この大クスは、御浜町の引作神社にあり、野中の一方杉と同様、熊楠が神社合祀による伐採から守った象徴的な巨木。三重県の天然記念物に指定され、新日本名木百選にも選ばれている。樹齢は千年以上と考えられ
るという。
大クスの保護を呼び掛けた牟婁新報の記事を読んだ熊楠が、当時、国の官僚だった柳田国男と東京朝日新聞の杉村楚人冠に保護について協力を依頼した。柳田にあてた手紙(1911年6月26日付)には、熊野は「半
熱帯」で古来神社には神体としてのクスがあり、これを切るのは神の威厳を損じると書いている。
博物学者白井光太郎にあてた書簡(12年2月9日付)には引作神社に「全国一という(中略)直径一丈三尺余の大樟あり」と説明している。
2007年9月、根元から4・4メートルの所で5本に分かれた枝のうち、東に張り出した大枝が折れた。幹の空洞化が主な原因と考えられる。御浜町が解体、保管し、活用を検討していたが、今年8月下旬に田辺市に一部
を贈呈し、交流のきっかけにできないかとの申し出があった。
贈られたのは大枝の一部を切った末口部1枚(長径約2メートル、短径約1メートル、厚さ約1メートル)、元口部2枚(長径約1メートル、短径約80センチ、厚さ約75センチ)。

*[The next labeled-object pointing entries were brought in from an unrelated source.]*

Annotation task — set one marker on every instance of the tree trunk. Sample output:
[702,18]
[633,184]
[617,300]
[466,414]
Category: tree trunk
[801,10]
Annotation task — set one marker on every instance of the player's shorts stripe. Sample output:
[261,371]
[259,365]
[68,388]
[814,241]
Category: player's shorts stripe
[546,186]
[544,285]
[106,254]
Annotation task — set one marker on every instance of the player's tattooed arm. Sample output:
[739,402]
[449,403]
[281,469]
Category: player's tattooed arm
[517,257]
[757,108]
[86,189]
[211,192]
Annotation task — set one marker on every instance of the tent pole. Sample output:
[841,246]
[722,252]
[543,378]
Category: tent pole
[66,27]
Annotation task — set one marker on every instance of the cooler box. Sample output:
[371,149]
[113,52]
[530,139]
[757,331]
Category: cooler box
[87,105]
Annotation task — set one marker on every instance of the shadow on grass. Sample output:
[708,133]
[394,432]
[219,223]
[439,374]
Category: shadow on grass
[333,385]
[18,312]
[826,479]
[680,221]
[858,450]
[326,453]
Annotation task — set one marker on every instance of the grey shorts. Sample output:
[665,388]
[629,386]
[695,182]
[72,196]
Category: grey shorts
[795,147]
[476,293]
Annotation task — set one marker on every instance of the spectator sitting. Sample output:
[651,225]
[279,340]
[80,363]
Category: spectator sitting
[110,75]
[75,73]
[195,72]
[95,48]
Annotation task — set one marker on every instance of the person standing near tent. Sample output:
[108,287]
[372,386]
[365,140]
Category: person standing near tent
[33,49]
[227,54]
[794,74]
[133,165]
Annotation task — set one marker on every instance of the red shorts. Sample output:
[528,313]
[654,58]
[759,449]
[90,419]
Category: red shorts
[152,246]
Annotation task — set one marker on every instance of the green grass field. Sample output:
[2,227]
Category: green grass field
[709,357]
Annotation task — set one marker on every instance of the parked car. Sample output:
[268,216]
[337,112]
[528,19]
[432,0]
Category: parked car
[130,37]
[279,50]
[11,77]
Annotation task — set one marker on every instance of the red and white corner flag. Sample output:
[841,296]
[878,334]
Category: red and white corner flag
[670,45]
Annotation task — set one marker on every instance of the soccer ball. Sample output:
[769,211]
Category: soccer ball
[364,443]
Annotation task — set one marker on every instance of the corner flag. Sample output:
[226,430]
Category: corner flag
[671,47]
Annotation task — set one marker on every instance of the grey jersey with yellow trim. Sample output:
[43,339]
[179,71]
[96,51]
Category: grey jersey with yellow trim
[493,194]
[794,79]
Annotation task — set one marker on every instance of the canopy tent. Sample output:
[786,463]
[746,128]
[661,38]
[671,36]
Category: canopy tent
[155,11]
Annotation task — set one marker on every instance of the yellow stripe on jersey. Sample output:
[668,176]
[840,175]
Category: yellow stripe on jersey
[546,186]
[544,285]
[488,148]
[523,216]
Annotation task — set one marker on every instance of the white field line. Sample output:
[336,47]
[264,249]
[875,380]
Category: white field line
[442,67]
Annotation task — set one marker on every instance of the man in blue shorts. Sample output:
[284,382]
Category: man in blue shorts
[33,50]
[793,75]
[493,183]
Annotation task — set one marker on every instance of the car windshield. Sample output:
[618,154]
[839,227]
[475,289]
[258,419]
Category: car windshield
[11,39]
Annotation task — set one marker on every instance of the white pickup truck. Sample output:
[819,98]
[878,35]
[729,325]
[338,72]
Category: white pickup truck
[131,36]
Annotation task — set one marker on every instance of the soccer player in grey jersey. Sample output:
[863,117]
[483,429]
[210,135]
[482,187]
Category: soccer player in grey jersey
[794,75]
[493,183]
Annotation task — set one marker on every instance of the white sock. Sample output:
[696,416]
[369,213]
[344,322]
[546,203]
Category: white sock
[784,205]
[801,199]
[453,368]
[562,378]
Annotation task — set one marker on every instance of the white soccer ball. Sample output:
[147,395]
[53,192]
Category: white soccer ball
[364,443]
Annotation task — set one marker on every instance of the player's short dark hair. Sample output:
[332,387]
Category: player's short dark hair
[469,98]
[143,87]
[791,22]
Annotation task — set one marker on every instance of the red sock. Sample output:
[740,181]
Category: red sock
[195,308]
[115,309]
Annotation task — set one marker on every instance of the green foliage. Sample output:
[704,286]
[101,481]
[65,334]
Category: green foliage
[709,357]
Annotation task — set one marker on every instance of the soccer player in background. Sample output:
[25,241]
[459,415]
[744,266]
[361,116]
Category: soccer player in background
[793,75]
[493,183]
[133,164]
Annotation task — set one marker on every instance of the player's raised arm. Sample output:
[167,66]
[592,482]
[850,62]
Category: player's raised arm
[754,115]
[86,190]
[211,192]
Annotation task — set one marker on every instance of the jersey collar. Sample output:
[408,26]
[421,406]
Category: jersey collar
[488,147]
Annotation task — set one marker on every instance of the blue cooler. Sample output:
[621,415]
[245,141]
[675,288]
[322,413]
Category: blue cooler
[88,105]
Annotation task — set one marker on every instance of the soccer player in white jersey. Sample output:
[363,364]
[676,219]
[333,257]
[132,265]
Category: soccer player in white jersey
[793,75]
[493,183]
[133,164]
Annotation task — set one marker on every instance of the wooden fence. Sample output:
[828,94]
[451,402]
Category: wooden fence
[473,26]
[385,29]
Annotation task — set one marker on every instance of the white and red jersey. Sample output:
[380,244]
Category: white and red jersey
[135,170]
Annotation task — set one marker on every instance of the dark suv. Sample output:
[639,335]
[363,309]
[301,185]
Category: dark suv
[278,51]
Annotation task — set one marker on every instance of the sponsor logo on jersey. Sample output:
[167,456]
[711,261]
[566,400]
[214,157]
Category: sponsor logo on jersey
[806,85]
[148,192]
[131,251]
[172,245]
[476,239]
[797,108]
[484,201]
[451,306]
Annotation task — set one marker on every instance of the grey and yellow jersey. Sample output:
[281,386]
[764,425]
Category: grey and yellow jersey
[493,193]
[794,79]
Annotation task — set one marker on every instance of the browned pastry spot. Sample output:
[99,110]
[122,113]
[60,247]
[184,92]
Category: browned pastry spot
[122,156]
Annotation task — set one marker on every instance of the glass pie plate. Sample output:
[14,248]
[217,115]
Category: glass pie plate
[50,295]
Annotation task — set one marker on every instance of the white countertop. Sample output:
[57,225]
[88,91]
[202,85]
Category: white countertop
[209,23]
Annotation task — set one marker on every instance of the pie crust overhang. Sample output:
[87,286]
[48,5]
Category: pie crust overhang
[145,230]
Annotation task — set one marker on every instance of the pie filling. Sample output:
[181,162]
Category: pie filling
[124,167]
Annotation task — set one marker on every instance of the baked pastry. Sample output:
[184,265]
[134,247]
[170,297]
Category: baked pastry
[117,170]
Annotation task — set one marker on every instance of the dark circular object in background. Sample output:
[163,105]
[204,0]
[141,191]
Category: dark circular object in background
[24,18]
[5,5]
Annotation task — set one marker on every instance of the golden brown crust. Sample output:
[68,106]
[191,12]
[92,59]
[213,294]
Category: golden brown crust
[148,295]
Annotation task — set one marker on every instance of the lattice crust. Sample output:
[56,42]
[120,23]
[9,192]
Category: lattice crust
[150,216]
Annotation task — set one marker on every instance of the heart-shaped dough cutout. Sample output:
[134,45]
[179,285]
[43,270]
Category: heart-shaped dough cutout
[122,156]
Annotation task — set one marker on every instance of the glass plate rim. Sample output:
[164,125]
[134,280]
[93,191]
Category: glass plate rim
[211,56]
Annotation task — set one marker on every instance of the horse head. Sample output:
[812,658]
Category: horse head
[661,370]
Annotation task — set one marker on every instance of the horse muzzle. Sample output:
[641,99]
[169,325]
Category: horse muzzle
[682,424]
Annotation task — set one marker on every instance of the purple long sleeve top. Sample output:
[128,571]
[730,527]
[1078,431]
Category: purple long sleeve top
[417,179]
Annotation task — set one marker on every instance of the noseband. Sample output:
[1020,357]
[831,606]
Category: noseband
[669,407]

顕彰館では、これを材料に、来館者に触れても
らい、大枝の大きさを感じてもらえるようなものを作ろうと検討している。
中瀬喜陽館長は「熊楠は巨樹にもし言葉があれば、樹下にたたずんだ人のこと、行き過ぎた旅人、歴史のさまざまを語る重要な証人と見ていた。クスの語ることばに耳を傾けたい」とコメントしている。